Mais comment faire ? Elle ne pouvait pas se permettre de quitter la Maison Lesage sur un coup de tête, surtout qu'elle habitait juste au-dessus de la fabrique... Il faudrait aussi qu'elle trouve où se reloger. Ce ne serait pas un mal : François ne s'était guère privé d'augmenter son loyer puisqu'il en possédait également la gérance. Il continuait de le faire, d'ailleurs... La rousse ne faisait que filer l'or, elle était bien loin de rouler dessus.
Déserter son logement rue Saint-Denis n'était que l'une de ses nombreuses priorités. Ses autres priorités consistaient principalement à s'acheter la maîtrise de maîtresse rubanière - laquelle valait 10 livres -, et s'installer dans son propre atelier.
Elle conservait précieusement à cet effet, de minces économies à l'intérieur d'un coffret. Des pièces d'or qu'elle avait acquis en jouant à la diseuse de bonne aventure, une chose dont elle était peu fière : Indra lui avait montré comment lire dans les lignes de la main, dans les feuilles de thé ou même dans les lames de tarot... Mais, Catherine n'avait jamais vraiment cru à ce genre de chose et voyait la divination plus comme un amusement que comme un véritable moyen de connaitre l'avenir.
La demoiselle Duparvis inspira puis expira lentement. Un problème à la fois. Sa marche énergique l'avait mené rue Quincampoix, face à la plus célèbre rubanerie Parisienne du moment... Celle que dirigeait Elisabeth De Lasalle. La dame faisait des rubans si exquis, que toute la noblesse ne parlait plus que d'elle et de son atelier. Les hommes des mieux en Cour, les précieuses et les salonnières : tous, portaient les rubans De Lasalle.
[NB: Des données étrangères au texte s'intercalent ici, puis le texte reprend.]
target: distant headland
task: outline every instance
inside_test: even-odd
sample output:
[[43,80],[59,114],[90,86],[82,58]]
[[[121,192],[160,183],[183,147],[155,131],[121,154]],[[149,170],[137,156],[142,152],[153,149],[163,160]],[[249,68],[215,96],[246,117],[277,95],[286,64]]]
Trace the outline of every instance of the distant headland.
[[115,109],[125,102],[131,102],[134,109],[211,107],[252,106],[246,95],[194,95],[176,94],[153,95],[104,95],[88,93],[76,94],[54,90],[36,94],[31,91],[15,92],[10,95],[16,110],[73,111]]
Une rougeaude de taille haute et à l'embonpoint conséquent, passa devant elle et s'enfila dans la fabrique. Un instant plus tard, sa tête brune dépassa de la porte et l'interpella.
- Eh ! La fille... Tu rentres ou tu t'en vas ? Dans tous les cas, tu ne peux pas rester plantée là au beau milieu de la chaussée.Stupéfaite, la rousse resserra son bagage contre elle avant de s'avancer vers l'entrée. Cette femme était peut-être la célèbre maîtresse rubanière... Cela ne coûtait rien de demander.
- Madame... De Lasalle ?La rougeaude rit fort à l'entente de la question, elle riait encore lorsqu'elle l'empoigna sans délicatesse aucune pour l'emmener dans l'atelier. Quant à la jeune Catherine, elle se demandait sincèrement pourquoi elle n'avait pas encore crié ou même défailli.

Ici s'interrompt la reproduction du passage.